By: Staci Stallings
In addition, or maybe in connection with, studying God and His ways, I have always been fascinated by the concept of change. Specifically, how do we get out of ruts our lives get stuck in. You know those ruts–maybe its boredom or hopelessness, maybe it’s debt or marriage issues. Whatever it is, what I’ve learned is “it” always starts with “you.”
If the problem doesn’t start with you, then the solution certainly does.
Change demands that we change–something about ourselves or about the way we are looking at the situation.
Sometimes we’re forced into change. Someone dies, we graduate, we get fired, we get married.
Sometimes we choose to change. We decide to start a family or a business.
Whatever it is, change brings about certain wonders and lessons, and also certain challenges. For example, a student in school is constantly asked to change by learning new things. Over the course of a year, one student might learn a million bits of information–how to do certain things like write the letter A or a six-page essay.
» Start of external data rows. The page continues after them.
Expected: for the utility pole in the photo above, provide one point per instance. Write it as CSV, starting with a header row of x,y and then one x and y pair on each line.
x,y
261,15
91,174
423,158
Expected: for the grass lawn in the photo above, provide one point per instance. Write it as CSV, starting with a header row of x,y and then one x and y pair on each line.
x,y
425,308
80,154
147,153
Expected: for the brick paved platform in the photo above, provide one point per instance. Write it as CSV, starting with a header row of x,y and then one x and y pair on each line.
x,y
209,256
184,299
They might learn that the Revolutionary War started in 1775 or that the atomic element Sodium has a symbol NA.
All of these change the way that student sees the world. And the changes don’t stop in academics. Maybe that student learns to play an instrument or play it better. Maybe he learns to shoot a jumpshot correctly or to clear a hurdle. Maybe she learns a little patience with a friend or how to format a spreadsheet. All of this learning is essentially change.
In fact, most of life is essentially change.
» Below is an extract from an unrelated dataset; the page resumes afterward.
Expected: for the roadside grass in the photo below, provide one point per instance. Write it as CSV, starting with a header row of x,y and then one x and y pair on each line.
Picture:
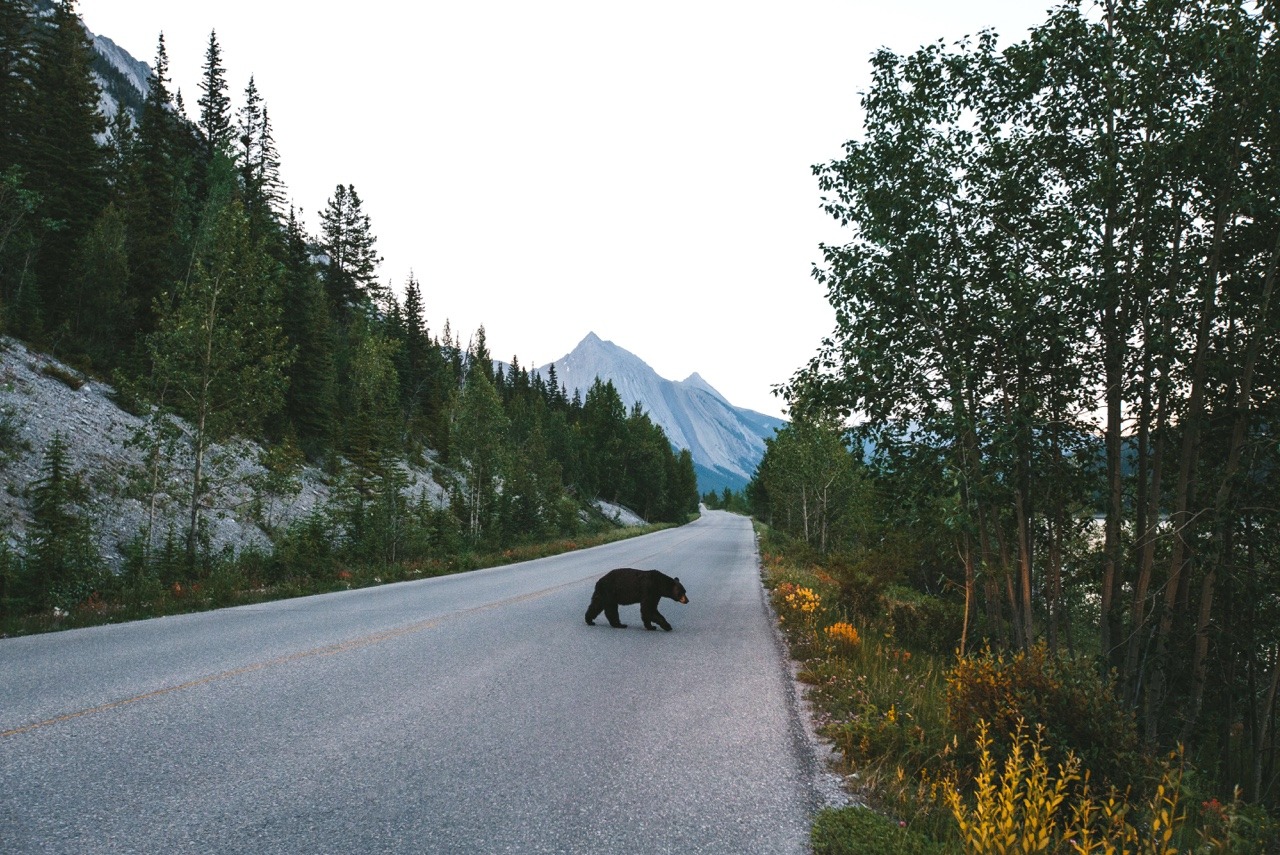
x,y
252,577
915,728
But here’s the thing… most of us don’t like change much. We know how things are, and we want them to stay like that because status quo means safety and comfort. Change is a challenge–even if in that challenge we see opportunity, it’s the risk that scares us.
What I’m learning about change is that if you look at it incrementally–in small bits and pieces, the fear often is at least manageable if not mitigated.
For example, let’s say that you want to change how you eat. Now you could very well go cold turkey with everything, stop eating junk food, start eating only vegetables, but my guess is that wouldn’t last very long. Instead, think of changing your diet as a process not a one-time decision. So today, you don’t drink 5 sodas, you drink three. That’s change. Tomorrow you realize you did all right with three, maybe you could do just two. Next week, you decide to chop that down to one.
Or maybe instead of giving up a bad habit, you want to build a good one. Let’s say instead of committing yourself to reading the Bible for 15 minutes every morning, you start by getting it off the shelf and dusting it off. Lay it on your desk, so you will see it in the morning and commit to opening it and reading one verse. The next morning maybe it’s two verses, the next five.
And if you fall off the transformation truck, don’t worry about it. None of us are perfect!
Get up. Dust yourself off. Take a breath and congratulate yourself on the changes you have made.
Now take another step in the direction you want to go.
There are three keys to making any positive change:
1) Going in the right direction.
2) Taking the small steps to get there.
3) Being flexible and forgiving when necessary.
I once heard a speaker say that transformation is change over time.
So when you’ve decided to change, to transform some facet of your life, realize that it’s going to take time. That’s okay. Keep going in the right direction, taking the small steps, and being flexible with yourself for all the times you don’t do it perfectly. And you will be amazed at where you will end up!